PH may be clinically heterogeneous. Although most patients with PH often die early from complications of neonatal liver failure, reports of favourable outcomes with only supportive treatment suggest diversity of pathogenesis (5,6). Some patients have survived with minimal evidence of liver damage once they recovered from the initial liver failure. The classic presentation of PH consists of profound coagulopathy, hyperbilirubinemia, ascites, and renal and liver failure, with only a mild increase in aminotransferase levels, features similar to those of other chronic forms of neonatal liver failure. The diagnosis of PH is not uncommonly delayed due to difficulty in recognizing how ill an infant is when liver enzymes are relatively normal. The diagnosis is established by the presence of an iron overload in serum, the liver and other organs, with sparing of the reticuloendothelial system, along with the classic clinical picture. Serum ferritin levels are often markedly elevated but not necessarily diagnostic. Liver or buccal mucosal biopsies show iron overload but may be technically difficult to obtain. The T2-weighted magnetic resonance imaging scan is often used as a noninvasive way to show iron accumulation in the liver and other organs (7). However, severe loss of hepatocytes may give a false impression of low iron levels on magnetic resonance imaging scans.

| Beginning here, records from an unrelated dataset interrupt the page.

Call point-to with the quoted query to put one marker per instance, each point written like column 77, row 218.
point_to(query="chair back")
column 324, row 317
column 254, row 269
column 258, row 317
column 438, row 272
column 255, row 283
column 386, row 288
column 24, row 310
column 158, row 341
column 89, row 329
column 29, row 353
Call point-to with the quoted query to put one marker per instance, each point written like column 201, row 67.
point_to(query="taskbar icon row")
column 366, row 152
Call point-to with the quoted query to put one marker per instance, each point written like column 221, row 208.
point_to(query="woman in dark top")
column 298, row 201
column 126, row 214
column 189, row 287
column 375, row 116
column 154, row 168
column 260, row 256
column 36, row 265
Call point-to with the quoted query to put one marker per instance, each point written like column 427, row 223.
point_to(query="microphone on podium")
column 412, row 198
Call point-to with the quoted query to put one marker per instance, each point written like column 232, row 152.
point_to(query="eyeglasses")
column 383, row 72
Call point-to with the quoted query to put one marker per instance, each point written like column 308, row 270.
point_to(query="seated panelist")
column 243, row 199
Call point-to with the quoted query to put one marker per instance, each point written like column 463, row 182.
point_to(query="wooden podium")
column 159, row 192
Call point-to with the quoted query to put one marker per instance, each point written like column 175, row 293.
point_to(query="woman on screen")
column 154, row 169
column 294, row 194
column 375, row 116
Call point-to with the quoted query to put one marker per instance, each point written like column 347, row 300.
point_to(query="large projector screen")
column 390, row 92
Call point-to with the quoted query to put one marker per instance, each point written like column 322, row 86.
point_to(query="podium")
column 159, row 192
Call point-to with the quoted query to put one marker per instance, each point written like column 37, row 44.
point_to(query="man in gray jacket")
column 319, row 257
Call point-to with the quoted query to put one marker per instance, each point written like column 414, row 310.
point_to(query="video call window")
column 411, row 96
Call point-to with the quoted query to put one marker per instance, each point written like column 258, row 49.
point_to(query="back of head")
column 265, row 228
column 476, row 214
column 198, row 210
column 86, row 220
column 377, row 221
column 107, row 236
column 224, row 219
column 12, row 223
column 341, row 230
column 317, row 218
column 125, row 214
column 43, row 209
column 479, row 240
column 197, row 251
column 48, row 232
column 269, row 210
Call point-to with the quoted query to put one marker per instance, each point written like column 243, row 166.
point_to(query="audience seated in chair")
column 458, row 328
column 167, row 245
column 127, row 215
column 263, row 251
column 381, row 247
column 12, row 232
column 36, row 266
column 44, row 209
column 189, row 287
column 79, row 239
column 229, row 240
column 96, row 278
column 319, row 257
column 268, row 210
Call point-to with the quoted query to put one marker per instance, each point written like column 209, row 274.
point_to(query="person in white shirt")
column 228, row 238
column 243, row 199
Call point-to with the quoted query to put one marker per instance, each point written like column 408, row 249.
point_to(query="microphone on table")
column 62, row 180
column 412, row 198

Recent evidence suggests that treatment using an ‘antioxidant cocktail’ (N-acetylcysteine, selenium, alpha-tocopherol, prostaglandin E1 and desferroxamine) (8,9) may lead to recovery in some infants, while in others it may allow clinical stabilization until liver transplantation is possible (10). Recent reports of successful outcomes following neonatal liver transplantation for PH are encouraging. The pathogenesis of PH remains unclear. It may be the clinical phenotype of various diseases, which can cause neonatal liver failure, such as inborn errors of bile acid synthesis or congenital parvovirus B19 infection (11,12). In some infants, it may reflect an inherited metabolic disorder, but the inheritance pattern and nature of the metabolic defect remain unknown. In some cases, a mitochondrial disorder is postulated. Even the true incidence of PH is not clear, with approximately 100 cases reported in the literature since it was first described in 1980.
With the comprehensive surveillance method available through the Canadian Paediatric Surveillance Program, the authors aim to collect information on all cases of neonatal liver failure in Canada in a general and prospective manner. The authors anticipate finding acute pattern neonatal liver failure due to viral infections, acute and chronic pattern neonatal liver failure due to hereditary tyrosinemia type 1 and chronic-pattern neonatal liver failure due to various disorders, especially PH. These data will provide a unique epidemiological perspective on this important group of neonatal liver diseases. We anticipate developing improved diagnostic methods and more effective treatment for these potentially salvageable conditions.